As president of the HDA, what have been your priority initiatives this past year?

I’ve been working to emphasize the iomportance of intraprofessionalism and having an inclusive membership. It’s important to welcome all members of the oral health team: dentists, educators, dental administrators, hygienists, dental assistants, dental technicians, dental therapists, and other healthcare providers. I’ve also collaborated with ADA on projects through the Diversity Summit Presidents’ Group, most recently with a September webinar titled “Assessing Systemic Racism in Dentistry and Building the Right Treatment Plan: A Call to Action.” The webinar explored issues that arise for dentists in a moment of global mobilization toward racial equity and inclusion. Achieving the goal of increased ethnic and racial diversity in the dental workforce will require work “upstream,’’ and perhaps the most critical of the upstream targets on which to focus are dental schools.

What should non-Hispanic dentists know when providing care to Hispanic patients?

You don’t have to be from a Hispanic background or necessarily speak the language. As dentists, we can develop skills to communicate with our patients about their perspectives and integrate new understandings into mutually agreed upon diagnostic and treatment plans. You should develop communication skills that transcend cultural differences. Build therapeutic partnerships based on respect for each patient’s life experiences and culture. Also, become aware of your own values and biases and how that might be affecting the way you work with patients.

What are some steps you’ve taken as RSDM’s Associate Dean for Admissions to boost enrollment among Hispanic and Black students, both of whom are underrepresented in the field of dentistry?
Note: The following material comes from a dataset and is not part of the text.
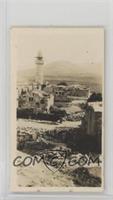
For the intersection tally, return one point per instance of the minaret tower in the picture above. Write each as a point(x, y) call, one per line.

The RSDM Admissions Committee employs a holistic admissions process. In addition to quantitative metrics, such as a student’s GPA and standardized test scores, our admissions team also considers factors such as a student’s community involvement, working hours, leadership experience, familiarity with the profession, demonstrated compassion for others, motivation, status as a first-generation college student and unique backgrounds and perspectives. But it’s not just about racial and gender diversity. We also consider things like a potential student’s geography and socioeconomic status.